La cosa più importante e il punto di forza è proprio che tutti i lavoratori sono coinvolti attivamente, ci confrontiamo a scambiamo idee e opinioni costantemente, siamo come un unicum che agisce verso una sola direzione e riconosce chi e cosa deve combattere, siamo una piccola coorte unita ed affiatata. Siamo da sempre sindacalizzati, l’assemblea decide la direzione e le azioni da intraprendere, un sindacalismo vivo che parte dal basso e non dalla burocrazia sindacale.
La solidarietà tra lavoratori è importante, poiché serve unirci nella lotta e unire le lotte per essere più efficaci contro gli attacchi dei padroni e dei loro governi. Puoi raccontarci la solidarietà di classe che avete ricevuto e l’importanza che questa ha avuto nella vostra lotta?

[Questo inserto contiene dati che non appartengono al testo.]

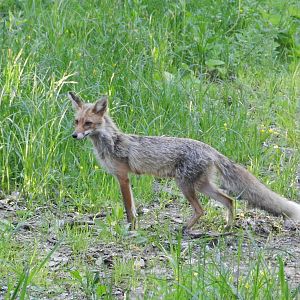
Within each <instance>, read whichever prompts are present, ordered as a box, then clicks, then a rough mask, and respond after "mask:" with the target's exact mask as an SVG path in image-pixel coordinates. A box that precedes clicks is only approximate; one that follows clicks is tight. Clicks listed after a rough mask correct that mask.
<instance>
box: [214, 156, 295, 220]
mask: <svg viewBox="0 0 300 300" xmlns="http://www.w3.org/2000/svg"><path fill="white" fill-rule="evenodd" d="M216 166H217V168H218V169H219V171H220V173H221V175H222V179H221V180H222V184H223V185H224V187H225V189H226V190H228V191H229V192H231V193H233V194H234V195H235V196H236V197H238V198H241V199H243V200H247V201H248V202H249V204H250V205H251V206H253V207H258V208H261V209H263V210H266V211H268V212H270V213H271V214H273V215H276V216H284V217H287V218H290V219H293V220H295V221H300V205H299V204H298V203H296V202H293V201H289V200H288V199H286V198H284V197H281V196H280V195H278V194H276V193H274V192H272V191H271V190H270V189H268V188H267V187H266V186H265V185H263V184H262V183H261V182H260V181H259V180H258V179H256V178H255V177H254V176H253V175H252V174H250V173H249V172H248V171H247V170H246V169H244V168H243V167H242V166H240V165H238V164H235V163H233V162H231V161H230V160H229V159H228V158H226V157H225V156H220V158H219V161H218V163H217V164H216Z"/></svg>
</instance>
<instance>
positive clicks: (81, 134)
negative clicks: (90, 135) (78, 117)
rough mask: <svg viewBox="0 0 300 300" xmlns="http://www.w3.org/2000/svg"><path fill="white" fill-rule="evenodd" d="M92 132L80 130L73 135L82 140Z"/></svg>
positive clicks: (73, 134)
mask: <svg viewBox="0 0 300 300" xmlns="http://www.w3.org/2000/svg"><path fill="white" fill-rule="evenodd" d="M90 133H91V131H86V132H79V133H77V132H74V133H73V134H72V137H73V138H74V139H77V140H82V139H84V138H85V137H87V136H88V135H89V134H90Z"/></svg>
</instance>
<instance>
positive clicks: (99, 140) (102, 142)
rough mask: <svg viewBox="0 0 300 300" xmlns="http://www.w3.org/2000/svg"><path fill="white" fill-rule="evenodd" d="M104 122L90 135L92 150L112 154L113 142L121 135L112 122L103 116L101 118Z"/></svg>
mask: <svg viewBox="0 0 300 300" xmlns="http://www.w3.org/2000/svg"><path fill="white" fill-rule="evenodd" d="M103 118H104V122H103V125H102V127H101V128H100V129H98V130H97V131H96V132H94V133H93V134H91V135H90V138H91V140H92V142H93V145H94V148H95V149H97V152H101V153H102V155H104V154H105V153H112V152H113V151H114V140H115V137H116V136H117V135H119V134H122V133H121V131H120V130H119V129H118V127H117V126H116V124H115V123H114V122H113V120H112V119H111V118H110V117H109V116H108V115H107V114H105V115H104V116H103Z"/></svg>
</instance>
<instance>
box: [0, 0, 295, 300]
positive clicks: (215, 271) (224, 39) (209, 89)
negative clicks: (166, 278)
mask: <svg viewBox="0 0 300 300" xmlns="http://www.w3.org/2000/svg"><path fill="white" fill-rule="evenodd" d="M299 17H300V15H299V5H298V3H297V1H294V0H293V1H287V0H284V1H279V0H264V1H257V0H246V1H239V0H237V1H223V0H217V1H210V0H203V1H201V2H199V1H194V0H191V1H185V0H182V1H156V0H152V1H143V0H133V1H117V0H113V1H106V0H104V1H96V2H95V1H91V0H88V1H75V0H66V1H59V0H58V1H50V0H49V1H48V0H44V1H42V0H29V1H14V0H9V1H0V28H1V29H0V43H1V54H0V183H1V186H0V189H1V190H2V192H3V193H4V194H5V195H9V194H11V193H12V192H14V191H19V192H21V193H22V195H23V199H24V201H25V203H26V206H27V208H28V210H32V211H34V209H35V208H37V207H38V206H40V205H41V204H42V205H45V206H48V207H52V206H55V209H56V210H58V211H62V212H64V211H72V210H76V211H80V212H86V211H87V212H93V213H95V212H97V211H98V210H99V209H100V208H103V207H106V206H111V205H113V206H114V205H115V203H116V201H118V199H119V198H120V195H119V191H118V187H117V185H116V183H115V182H114V180H113V178H111V176H110V175H107V174H106V173H105V172H104V171H102V170H101V169H100V168H99V167H98V165H97V163H96V161H95V159H94V157H93V154H92V151H91V144H90V143H89V142H87V141H85V142H77V141H74V140H72V139H71V138H70V135H71V133H72V128H73V112H72V108H71V105H70V103H69V102H68V100H67V97H66V93H67V91H69V90H75V91H76V92H77V93H79V94H80V95H81V96H82V97H83V98H85V99H87V100H89V101H94V100H95V99H97V97H99V95H100V94H108V95H109V100H110V114H111V115H112V117H113V118H114V120H115V121H116V123H117V124H118V125H119V127H120V128H121V129H122V130H123V131H125V132H130V133H136V134H144V135H170V136H181V137H190V138H194V139H199V140H201V141H204V142H206V143H209V144H210V145H212V146H214V147H215V148H217V149H218V150H219V151H221V152H222V153H224V154H225V155H227V156H229V157H230V158H231V159H233V160H235V161H238V162H240V163H242V164H244V165H246V166H247V168H248V169H249V170H250V171H251V172H253V173H254V174H255V175H256V176H258V177H259V178H260V179H261V180H262V181H263V182H265V183H267V184H268V185H269V186H270V187H271V188H272V189H273V190H275V191H277V192H278V193H281V194H284V195H286V196H287V197H289V198H294V199H295V198H297V190H296V176H295V174H296V170H297V165H298V164H299V153H297V149H299V140H300V139H299V127H298V126H299V124H297V123H296V120H297V118H298V119H299V113H298V115H297V106H298V101H297V99H298V97H299V84H298V82H299V80H298V77H299V54H300V45H299V41H298V39H297V30H298V29H299V27H298V26H299ZM298 108H299V107H298ZM133 186H134V194H135V197H136V198H137V200H138V202H139V203H145V202H152V201H153V198H154V197H153V192H152V179H151V178H149V177H143V178H133ZM108 221H109V220H108ZM125 231H126V230H125ZM1 232H2V233H1ZM0 233H1V234H2V235H1V236H0V239H2V238H3V241H4V240H5V241H6V242H5V243H4V244H3V253H4V252H5V251H4V248H5V249H8V248H9V247H8V245H9V243H13V242H12V240H11V239H8V240H7V236H6V229H5V230H2V231H0ZM156 242H157V241H156ZM5 245H6V246H5ZM174 247H175V246H174ZM176 247H180V241H178V245H177V246H176ZM203 249H204V248H203ZM171 250H172V249H171ZM173 250H174V251H173V252H172V253H171V256H172V255H173V256H174V255H177V254H178V253H179V254H180V249H179V250H178V249H177V250H176V249H173ZM178 251H179V252H178ZM203 251H204V250H203ZM0 253H1V246H0ZM171 256H168V257H171ZM2 257H5V260H6V259H7V257H6V256H5V255H4V254H3V256H2ZM201 257H203V259H206V256H205V255H204V254H203V256H201ZM0 259H1V257H0ZM174 259H175V264H177V265H176V267H178V268H179V269H174V274H175V275H176V276H177V277H176V280H175V279H174V278H175V277H173V279H174V280H171V281H168V280H158V279H155V280H152V279H151V277H149V278H148V277H147V278H146V279H145V287H146V288H145V295H148V297H151V296H157V297H159V296H161V295H162V294H164V295H168V297H170V299H171V298H172V299H174V297H175V298H177V299H182V297H184V298H193V297H194V298H202V299H208V298H214V299H215V298H224V295H227V296H228V297H229V298H237V297H241V298H249V299H254V298H256V299H259V298H260V297H265V298H272V295H277V296H278V297H281V298H282V299H284V298H285V296H284V295H287V289H288V287H287V286H286V284H285V281H284V274H283V271H282V262H281V261H279V262H278V272H279V273H278V276H279V277H278V278H279V279H278V278H277V277H276V276H277V275H276V276H275V277H274V276H273V275H274V274H272V273H271V271H270V272H269V271H268V268H266V266H262V265H261V261H260V260H258V261H257V262H253V263H252V264H250V265H249V269H248V271H247V272H246V274H248V275H246V277H243V278H242V279H241V280H242V281H240V282H239V284H237V283H236V282H235V281H234V278H233V275H232V274H233V273H232V272H230V271H228V270H227V269H226V267H225V266H223V265H222V262H221V261H220V264H218V262H217V260H216V259H213V258H209V259H211V261H210V262H209V263H206V262H205V261H203V260H199V261H198V262H197V263H196V264H192V265H184V266H182V267H181V265H180V262H179V260H178V259H179V257H177V256H176V257H175V258H174ZM207 259H208V258H207ZM12 260H13V261H15V262H17V259H12ZM170 268H171V269H172V268H173V266H170ZM266 270H267V271H266ZM265 271H266V273H265ZM260 272H263V273H260ZM76 274H77V273H76ZM87 274H89V273H88V272H87ZM195 274H196V275H195ZM77 275H78V274H77ZM175 275H174V276H175ZM206 275H207V276H206ZM80 276H81V277H82V276H83V275H80ZM89 276H90V275H89ZM91 276H92V275H91ZM133 276H134V274H133ZM77 277H78V276H77ZM20 278H21V277H20ZM22 278H23V277H22ZM24 278H25V277H24ZM78 278H79V277H78ZM137 278H138V276H137ZM22 280H23V281H24V279H22ZM133 280H135V279H133ZM136 280H138V279H136ZM278 280H279V281H278ZM82 282H84V281H82ZM278 282H280V284H278ZM81 284H82V283H81ZM157 285H158V286H159V288H158V289H157V290H154V287H155V286H157ZM101 286H102V285H101ZM101 286H100V288H99V289H100V290H101ZM147 286H149V288H148V287H147ZM25 288H26V287H25V286H24V289H25ZM256 289H258V290H256ZM271 289H272V291H273V290H275V291H276V292H274V293H275V294H273V292H270V290H271ZM87 290H88V291H94V286H92V287H90V286H89V287H88V288H87ZM199 291H203V292H202V294H201V293H200V292H199ZM102 292H103V289H102V290H101V293H102ZM24 293H25V292H24ZM91 293H92V292H91ZM103 293H104V292H103ZM281 293H283V294H281ZM166 297H167V296H166ZM166 299H167V298H166Z"/></svg>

La solidarietà per noi non è solo una parola ma un qualcosa che abbiamo fatto, creato e ricevuto. In anni passati abbiamo scioperato in solidarietà degli ex lavoratori Almaviva della sede di Roma quando ancora eravamo impiegati in un’altra azienda, una cosa che credo sia più unica che rara. Abbiamo dato solidarietà a tante vertenze e questo ha portato anche a riceverne tanta in questi giorni di lotta e di sciopero (Csp Conlutas, Rete sindacale internazionale, Sind Marketing, Alitalia, Stellantis, Pirelli, Gkn ecc.). La solidarietà è fondamentale nelle lotte perché dà una marcia in più, non ti fa sentire solo e soprattutto dimostra quanto il sistema capitalista, alla fine, può essere riassunto in due categorie: chi sfrutta e chi è sfruttato.
Ma la sola solidarietà, seppur elemento fondamentale, non basta: serve qualcosa in più che unifichi le lotte e porti al capovolgimento del suddetto infelice binomio di sfruttatori e sfruttati, serve un partito internazionale che guidi le lotte e questo è il partito che vogliamo costruire come Lega internazionale dei lavoratori – Quarta internazionale che in Italia ha la sua sezione nel Partito di alternativa comunista. Non un’utopia, poiché, per dirla con Trotsky, «Ogni rivoluzione è impossibile... finché non diventa inevitabile».